USA — The FDA has issued final guidance on the use of continuous manufacturing in drug production, aimed at easing the industry’s transition to these advanced processes.

The guidelines cover regulatory and scientific considerations for both new and pre-existing products, including the conversion of batch manufacturing to continuous manufacturing.

The document also includes examples of continuous manufacturing systems and delves into quality control and process monitoring.

The document discusses the FDA’s issuance of final guidance on the use of continuous manufacturing in drug production, aimed at easing the industry’s transition to these advanced processes.

Continuous manufacturing creates products in a consistent flow, as opposed to batch manufacturing, which involves multiple steps done over a longer period and across different sites.

The FDA’s guidance adds to an overarching advisory framework established through other International Council for Harmonization (ICH) guidelines and is regarded as an attempt to harmonize regulatory considerations surrounding continuous manufacturing.

The adoption of continuous manufacturing has been cited as a solution to address ongoing challenges facing pharmaceutical supply chains, as highlighted by the difficulties during the Covid-19 pandemic.

Continuous manufacturing has the potential to improve access to essential medicines. By using this method, pharmaceutical companies can produce drugs more efficiently and cost-effectively, allowing them to increase their production capacity and potentially lower prices.

This is particularly important for low- and middle-income countries, where access to essential medicines is often limited.

The guidelines also include examples of continuous manufacturing systems used to produce therapeutic proteins and tablet drugs.

Additionally, the FDA shared a discussion paper on the implementation of artificial intelligence in drug production, which seeks feedback from industry stakeholders before the May 1 deadline.

Continuous manufacturing’s potential to mitigate the industry’s environmental impact

The Biden administration called for increased public investment in continuous manufacturing in a June 2021 report, providing funding to boost US-based production of critical medicines and mitigate the industry’s environmental impact.

The impact of climate change on health cannot be ignored, with extreme weather events affecting food security, air pollution from wildfires, and the spread of infectious diseases.

The World Health Organization warns that climate change is the biggest health threat to humanity and could cause an additional 250,000 deaths annually by 2030-2050 from malnutrition, malaria, diarrhea, and heat stress.

Ironically, while the pharmaceutical industry plays a crucial role in promoting health, it is contributing to the climate crisis.

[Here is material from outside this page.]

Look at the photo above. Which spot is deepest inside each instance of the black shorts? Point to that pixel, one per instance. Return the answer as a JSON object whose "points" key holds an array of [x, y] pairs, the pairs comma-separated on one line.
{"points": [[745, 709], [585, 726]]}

Accounting for 4.4% of global emissions, its CO2 footprint is expected to triple by 2050 if no action is taken.

In 2019, the industry generated 48.55 tonnes of CO2 equivalent for every US$1 million, which is 55% more than the automotive industry’s 31.4 tonnes per US$1 million generated in the same year.

Given the inextricable link between climate and health, the pharmaceutical industry has a unique responsibility to reduce its greenhouse gas emissions and combat the adverse health consequences of climate change.

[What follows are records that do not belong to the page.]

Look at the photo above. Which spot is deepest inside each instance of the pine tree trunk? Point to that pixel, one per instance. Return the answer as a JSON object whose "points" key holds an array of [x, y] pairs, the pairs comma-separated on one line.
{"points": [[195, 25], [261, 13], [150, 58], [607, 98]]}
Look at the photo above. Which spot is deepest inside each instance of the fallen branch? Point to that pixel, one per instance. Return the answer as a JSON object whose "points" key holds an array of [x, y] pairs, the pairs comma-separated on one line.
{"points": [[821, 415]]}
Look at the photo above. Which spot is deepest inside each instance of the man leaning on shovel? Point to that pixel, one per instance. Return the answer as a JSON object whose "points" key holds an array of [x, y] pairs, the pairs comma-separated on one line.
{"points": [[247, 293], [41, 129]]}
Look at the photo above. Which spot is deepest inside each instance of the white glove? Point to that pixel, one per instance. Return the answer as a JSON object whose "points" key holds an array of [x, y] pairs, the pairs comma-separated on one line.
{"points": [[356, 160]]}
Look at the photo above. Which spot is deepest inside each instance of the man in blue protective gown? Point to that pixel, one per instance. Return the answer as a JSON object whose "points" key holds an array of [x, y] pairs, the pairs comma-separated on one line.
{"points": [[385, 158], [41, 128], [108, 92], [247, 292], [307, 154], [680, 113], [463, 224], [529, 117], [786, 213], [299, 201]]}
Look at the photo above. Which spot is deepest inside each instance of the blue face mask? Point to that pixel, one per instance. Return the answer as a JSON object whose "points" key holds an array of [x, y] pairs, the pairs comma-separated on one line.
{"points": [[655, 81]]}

To do so, companies must prioritize the development of medicines and provide access to those most affected by the climate crisis, who often live in resource-poor settings.

It is crucial for the industry to take proactive measures to address the issue before it escalates further.

One company that is leading the way in reducing carbon emissions in the pharmaceutical industry is GlaxoSmithKline (GSK).

As a leader in respiratory medicine, GSK has recognized the environmental impact of inhalers for asthma and other lung conditions.

While metered dose inhalers (MDIs) containing ozone-depleting chlorofluorocarbons were phased out in the 1990s, today’s devices still contain hydrofluorocarbons, which are potent greenhouse gases.

In response, GSK has been developing a lower-emission propellant with the potential to reduce greenhouse gas emissions from its inhalers by 90%.

Overall, pharmaceutical companies have a unique responsibility to address the interlink between health and climate change, and continuous manufacturing and sustainable practices are key to improving access to essential medicines while reducing the industry’s environmental impact.